Developing a strong patent portfolio minimizes the risk of an infringement claim.4 Yale University Professor Jean Lanjouw has conducted research showing how decisions on a firm's patent portfolio can affect
future litigation. He used litigated patents reported to the USPTO between 1975 and 1991 to explore whether large firms have
a strategic advantage over small firms in patent litigation because they have a large portfolio of patents with licenses that
can be used as bargaining tools.5,6 His analysis of patenting and litigation patterns showed that having a large portfolio of patents reduces the probability
of being involved in a dispute on any patent in the portfolio, although the portfolio effect is larger for smaller companies.
He noted that on average, small firms with 500 or more patents were four times less likely to be involved in patent litigation
than those with 100 patents. Apparently, if a venture firm has more complete protection for its technology (reflected in a
larger number of patents covering the technology and its variations), it can potentially avoid costly lawsuits with competitors.7 A report published in 2003 by the Organization for Economic Cooperation and Development (OECD) reached essentially the same
conclusion. According to the report, developing a strong patent portfolio minimizes the risk of an infringement claim. Patent
litigation risk is much higher for patents owned by individuals and firms with small patent portfolios. Patentees with large
portfolios of patents to trade, or other characteristics that facilitate "cooperative" resolution of disputes, are much less
likely to prosecute infringement suits.8
Formulating a Value Chain for Each Patent Portfolio
In the biotech industry, a strong portfolio contains patents along the entire value chain. To the fullest extent possible,
an enterprise should seek patents that not only cover its products, but that protect against what others in the market are
likely to do. By having both marketing and technical personnel periodically review competitors' products and marketing literature,
an enterprise can endeavor to patent innovations that may not necessarily be technological breakthroughs.9
A strong patent portfolio may discourage others from bringing suit. For example, companies might be reluctant to sue Affymetrix,
which obtained a record 37 patents in 2006 alone. And if a competitor does threaten suit, a strong patent portfolio can allow
an enterprise to negotiate a cross-license rather than pay for technology it might have developed itself.

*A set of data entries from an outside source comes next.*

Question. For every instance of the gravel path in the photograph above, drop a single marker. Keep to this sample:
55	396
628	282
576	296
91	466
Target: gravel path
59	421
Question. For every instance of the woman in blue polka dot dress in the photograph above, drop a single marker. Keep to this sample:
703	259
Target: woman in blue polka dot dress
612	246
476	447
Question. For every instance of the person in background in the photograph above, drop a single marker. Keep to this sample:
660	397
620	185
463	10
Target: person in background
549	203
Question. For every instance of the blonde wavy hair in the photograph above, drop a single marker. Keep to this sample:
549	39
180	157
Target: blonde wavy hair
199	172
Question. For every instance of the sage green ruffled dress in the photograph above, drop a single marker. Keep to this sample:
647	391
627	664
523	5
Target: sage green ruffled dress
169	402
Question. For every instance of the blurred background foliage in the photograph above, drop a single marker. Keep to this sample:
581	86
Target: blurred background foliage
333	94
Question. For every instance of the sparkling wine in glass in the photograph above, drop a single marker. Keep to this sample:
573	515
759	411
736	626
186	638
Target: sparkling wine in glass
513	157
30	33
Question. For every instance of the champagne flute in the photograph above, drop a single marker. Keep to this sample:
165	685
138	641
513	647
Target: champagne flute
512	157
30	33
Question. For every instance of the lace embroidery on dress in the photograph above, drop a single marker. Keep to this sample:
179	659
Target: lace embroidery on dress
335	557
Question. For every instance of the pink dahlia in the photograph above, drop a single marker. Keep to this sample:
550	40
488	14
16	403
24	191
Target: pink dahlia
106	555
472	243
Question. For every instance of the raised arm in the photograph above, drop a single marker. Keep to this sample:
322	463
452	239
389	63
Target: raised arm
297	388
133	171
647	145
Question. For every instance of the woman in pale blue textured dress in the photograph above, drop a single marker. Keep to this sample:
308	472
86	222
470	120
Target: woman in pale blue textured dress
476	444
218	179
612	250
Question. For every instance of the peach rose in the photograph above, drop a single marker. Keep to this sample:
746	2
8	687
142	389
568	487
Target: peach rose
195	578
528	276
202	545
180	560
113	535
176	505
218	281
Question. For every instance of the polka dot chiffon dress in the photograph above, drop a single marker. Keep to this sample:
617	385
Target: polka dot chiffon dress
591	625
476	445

Affymetrix has established a strong patent portfolio consisting of eight families of issued patents and pending applications.
These patents cover its core technologies, including DNA and protein arrays, scanner and detector technology, and microfluidics,
as well as a broadened portfolio of patents related to the use of beads to measure nucleic acids or peptide binding for genomic
analysis (Table 2). In January 1998, Affymetrix filed litigation against Incyte over the issues of high-density arrays and
two-color labeling in US patent numbers 5445934, 5744305, and 5800992. In October 1999, a court ruled in Affymetrix's favor.
It is important to note that this case involved only three patents in the Affymetrix patent portfolio, which includes more
than 130 issued and more than 300 pending US patents. According to Phil McGarrigle, Affymetrix's chief intellectual-property
counsel, "We try to cover the array area from start to finish."10
Table 2. Affymetrix patent portfolio (as of April 2007)
Affymetrix's example demonstrates how a strong patent position not only is an important goal for a successful biotechnology
business, but also the primary asset by which an enterprise will be valued during all stages of its development.